My Laptop: 56s . I set up 16313Megabytes Memory Limit because I noticed that by increasing it or decreasing the runtime is getting worse actually (even thhough I have 64GB RAM)
c5.4xlarge (16vCPU, 32RAM, storage:1000 GiB general purpose SSD): 1min 11s 

r5ad.2xlarge (8vCPU, 64RAM, storage:1 SSD NVMe x 300GiB)  : 1min 40s

r5d.4xlarge (16vCPU, 128RAM, storage: 2 SSD NVMe x 300GiB) : 1min 20s

It seems to me that processors in these VMs are just not good enough, for example my processor's Max Turbo Frequency is 5.10 GHz. 

Do you have any suggestion about which e2c I should try next? 

Thank you in advance,

14 - Magnetar
14 - Magnetar

Hey @kaja1000000 

It sounds like you've run into the catch that comes along with using cloud computing when you need performance.

The CPU's generally used to back cloud instances aren't intended to outpace the single core speed of a desktop. 

Simply put, they're intended to run more processes in parallel, not accelerate a single process.


With that thought in mind though, have you tried running the workflow on your laptop with the Amp engine enabled in Alteryx?


There are, however, more considerations than just CPU.

Where does the data come from ?  Where does it go to?

If your data originates in the cloud, then you might get better performance simple because there is less of a bottleneck getting the data on those instances that have a 10G+ network connection.

If your data is already local, then I'd look at changing your workflow.

There's always more than one way to get things done.

Amp, batching, order of operations - these are all things to look at.


If you had to go with an EC2 instance though,  here's how I would maximize performance (added in the stuff you already have so others can reference) :

Check out the specs vs cost (Google "ec2info")

Figure out what fits into what you can spend.


NVMe is preferred over  SSD instance storage, although SSD isn't bad.  Just be sure not to pick an HDD or EBS.


I'd agree with the 8-16 vCPU you're already looking at.  Its generally a good cost/performance range on cloud right now.


Then check out the CPU model numbers: (Google ec2/instance-types) 


Given that Alteryx in general and the operations of using sorts and joins tend to highly use memory, you may want to check out those first.


At the time of this posting, the z1d has a sustained all core frequency of 4.0 GHz - not too bad, but not always cost effective for everyone.  Also, there's no model that will work best on all workflows.

I've had some run better on the R's than the z's and vice versa.

It's just a matter of figuring out the right combination.








5 - Atom

Thank you so much Patrick!
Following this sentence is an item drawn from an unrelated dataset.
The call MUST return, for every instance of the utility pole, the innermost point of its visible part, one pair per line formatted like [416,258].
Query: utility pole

I've just tested the z1d.3xlarge (12vCPU, 96GB, 450 NVMe SSD) and it ran the workflow in 1min02s! I think we have a winner!

I tested the AMP engine before and it's not working for my workflow, I guess beceause I have multiple inputs , outputs and parallel processes inside the same workflow. But yeah I might try to optimize that.

Thank you so much again, this was really really helpful!

14 - Magnetar
14 - Magnetar

Hey @kaja1000000  that is awesome to hear!